As the boy and I were strolling through Whole Foods last week, he snatched a small bag of Ginger Snaps off the shelf and tossed them into our cart. I rarely buy store-bought cookies but happily paid for them along with our assortment of bulk food items.
It had been years since I'd tasted a Snap and I had completely forgotten how much I adore them. The tang of molasses... the spice from all of that ginger... The way they soak up milk but still stay crispy... Now that I think about it, Ginger Snaps may just be my favorite cookie.
I began to wonder why I had never bothered to make Ginger Snaps for myself. I went in search of the perfect recipe. What I found surprised me. According to a who's who of the culinary world, the best Ginger Snap recipe was in one of the cookbooks on my shelf, The Art of Simple Food, by Alice Waters.
I grabbed the book off my shelf on got to baking.
Believe me when I tell you that this recipe is well worth the effort. The cookies are perfectly crisp and wonderfully spicy. If you happen to prefer a little more snap in your Ginger Snap, you could easily increase the amount of ginger or add a little ground cardamon or black pepper.
2 c. flour
1 1/2 tsp. baking soda
1/2 tsp. salt
2 tsp. cinnamon
1 1/2 tsp. ground ginger
11 Tbs. (1 stick + 3 Tbs.) butter, at room temperature
2/3 c. sugar
1/2 tsp. vanilla
1/4 c. molasses
Combine the dry ingredients and set aside.
Beat the butter and sugar until soft and fluffy. Add the vanilla, molasses and egg.
Add the dry ingredients and mix until incorporated.

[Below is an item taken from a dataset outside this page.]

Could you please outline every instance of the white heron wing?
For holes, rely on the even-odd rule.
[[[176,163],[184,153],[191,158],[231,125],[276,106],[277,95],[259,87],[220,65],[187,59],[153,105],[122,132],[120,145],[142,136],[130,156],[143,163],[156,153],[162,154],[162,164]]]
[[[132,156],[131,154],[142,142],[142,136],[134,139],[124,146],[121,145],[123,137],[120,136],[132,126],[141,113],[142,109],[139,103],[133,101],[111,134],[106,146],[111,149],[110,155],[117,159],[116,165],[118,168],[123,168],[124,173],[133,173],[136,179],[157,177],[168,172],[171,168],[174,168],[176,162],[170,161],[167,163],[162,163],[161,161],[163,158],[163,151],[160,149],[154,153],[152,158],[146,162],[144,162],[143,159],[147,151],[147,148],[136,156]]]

Wrap the dough in plastic wrap and chill for two hours.
On a lightly floured surface, roll the dough 1/8-1/4 inch thick. Sprinkle the cookies with a little coarse sugar if desired.
Bake at 350 degrees for about 10 minutes. The cookies will be slightly soft once they first come out of the oven, but become nice and crisp as they cool.
Since making rolled cookies can be rather tedious, I decided to make a double batch which made a literal mountain of 1 1/2 inch cookies. If you want to avoid using a rolling pin, you could easily form the dough into logs, wrap them in plastic wrap to chill for several hours, and then slice them into 1/4 inch thick coins.
Give them a try. You won't be disappointed.